There are three basic necessities for yerba mate: the mate (gourd cup), the yerba (green stuff), and the bombilla (a sort of filtered straw to sip from). There are many brands of yerba mate; some, like Rosamonte, are quite strong and bitter. Others, like Cruz de Malta, are a little softer. Hit up your local South American market and experiment to see which brands you like.
To brew yerba mate, put the bombilla into the mate and fill with yerba to the top. Put your hand over the top of the gourd, turn it upside down, and shake it to get rid of the tiny dusty bits that clog the bombilla. Fill to the top with green tea–temperature water (180 to 190 degrees Fahrenheit), not boiling water. Some people drink yerba mate amargo (bitter), and some add just a tiny bit of sugar to cut the bitterness. When you’ve finished your cup, add more hot water—you can brew the same cup of yerba mate seven or eight times.

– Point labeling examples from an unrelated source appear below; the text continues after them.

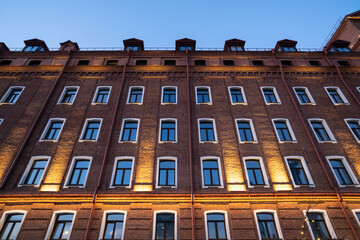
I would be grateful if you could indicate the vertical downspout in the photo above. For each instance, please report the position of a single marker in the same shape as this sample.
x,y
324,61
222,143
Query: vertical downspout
x,y
32,128
190,147
313,144
106,152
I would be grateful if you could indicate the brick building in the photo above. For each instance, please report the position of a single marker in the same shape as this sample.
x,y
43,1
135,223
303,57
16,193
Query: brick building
x,y
184,143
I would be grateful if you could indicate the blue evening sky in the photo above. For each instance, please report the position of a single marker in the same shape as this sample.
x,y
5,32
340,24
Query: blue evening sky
x,y
105,23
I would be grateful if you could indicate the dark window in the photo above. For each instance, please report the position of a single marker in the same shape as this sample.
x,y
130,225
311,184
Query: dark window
x,y
62,226
228,63
297,172
79,172
211,173
216,226
341,173
129,131
141,62
36,172
245,131
207,131
170,62
113,226
11,226
318,225
168,131
165,225
267,226
122,173
254,172
166,173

Yerba mate is enjoyed by people throughout South America, and it’s a very social activity, says laguera. Take a sip from the bombilla and pass it on to your companions; it’s much more social and pleasant to share it with your friends, unless you’re germaphobic. This practice also serves to share the caffeine: No one wants to be the sole beneficiary of eight brews’ worth of yerba mate.